La loi de 2015 s’est également vue critiquée par Jacques JP Martin qui a appelé à « faire tomber le mur entre la petite et la grande couronne établi par la loi NOTRe ». « Nous avons une vie commune à inventer avec la Seine-et-Marne peut-être plus qu’avec Paris » a-t-il ajouté. La primauté d’un dialogue horizontal entre les territoires plutôt qu’une verticalité métropole-EPT était aussi la thèse défendue par Daniel Behar, professeur à l’école d’urbanisme de Paris, présent pour l’occasion. « Je ne sais toujours pas ce qu’est la métropole ni le Grand Paris », a affirmé ironiquement le président de l’EPT pour renforcer le propos.

« New-York n’a pas de métropole ce qui ne l’empêche pas d’être une mégapole sur le plan international », a-t-il souligné, déplorant que l’on ait cédé en l’espèce à une tradition bien française, qui veut que « l’on commence par la gouvernance au lieu de commencer par le projet ».

« La métropolisation ne doit pas se faire en abandonnant les communes et la métropole doit s’ancrer dans les projets des territoires qui sont au plus près des habitants » a-t-il conclu.

Tiers-lieux, PME, start-up

Le développement économique, une des compétences du territoire, figurait naturellement à l’ordre du jour. « Il faut que le territoire sorte du bois » s’est amusé Gérard Delmas, président de la chambre de commerce et d’industrie (CCI) du Val-de-Marne, appelant les élus à « assumer une concurrence saine ». « Il faut non seulement aider les entreprises à se créer mais aussi à perdurer », a-t-il rappelé mais « pas forcément dans le tertiaire », a-t-il complété.
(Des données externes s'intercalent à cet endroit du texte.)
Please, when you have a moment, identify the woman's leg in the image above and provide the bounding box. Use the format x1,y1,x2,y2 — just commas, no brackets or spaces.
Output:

Gérard Delmas a salué, par ailleurs, la création prochaine d’un incubateur à Saint Mandé.

« Nous n’avons pas besoin de singer l’ouest ou la Défense, nous possédons nos propres atouts », a déclaré Jacques J.P. Martin appelant à « favoriser les PME qui créent vraiment les emplois ». Nicolas Portier, délégué général de l’assemblée des communautés de France (ADCF), est venu renforcer ce propos en constatant que « les jeunes n’ont pas envie d’aller travailler dans des quartiers qui ressemblent à La Défense ». « Nous ne devons pas jouer les grands quartiers d’affaires mais nous concentrer sur des tiers-lieux, des petites entreprises et des start-up à fort potentiel », a-t-il ajouté. L’intercommunalité revendique l’accompagnement de 109 jeunes entrepreneurs dans leur création d’entreprises sur les six derniers mois.

Défi de solidarité

Laurent Prevost, préfet du Val-de-Marne a quant à lui orienté son discours sur les défis de solidarité. Il a salué l’aide apportée aux sans-abris notamment par des maraudes dans le bois de Vincennes et l’accueil de réfugiés dans le gymnase Leclerc de Nogent-sur-Marne par exemple.

Le préfet considère la mixité sociale comme un enjeux majeur « bien que nous ne sommes pas les plus concernés par les quartiers de la politique de la ville », a-t-il admis. Sur les 29 000 demandes de logements sociaux annuelles, 1 sur 12 est satisfaite chaque année. La refonte du plan local d’urbanisme (PLU) en PLU intercommunal (PLUI) devrait être selon lui un outil futur important pour améliorer ces chiffres.

Le représentant de l’Etat a salué la création d’un service communal d’hygiène à Saint Maur « permettant de lutter contre les habitats insalubre et les marchands de sommeil » et a invité les maires à suivre cet exemple.

Baignade dans la Marne

Le développement durable était aussi au centre des préoccupations du préfet qui a traité des sujets d’économie circulaire, des objectifs européens sur le climat et l’énergie pour 2020, évoquant également l’objectif de rendre la baignade possible dans la Marne d’ici les Jeux olympiques de 2024.

Pour Claire Beyeler, directrice du syndicat Marne vive, obtenir la qualité baignade fournirait, plus que l’activité de loisir, une preuve que la Marne est saine et dépolluée. Elle a rappelé par ailleurs que quatre emplacements sont candidats à un site de baignade et que la totalité des bords de la rivière sont désormais équipés de pistes cyclables.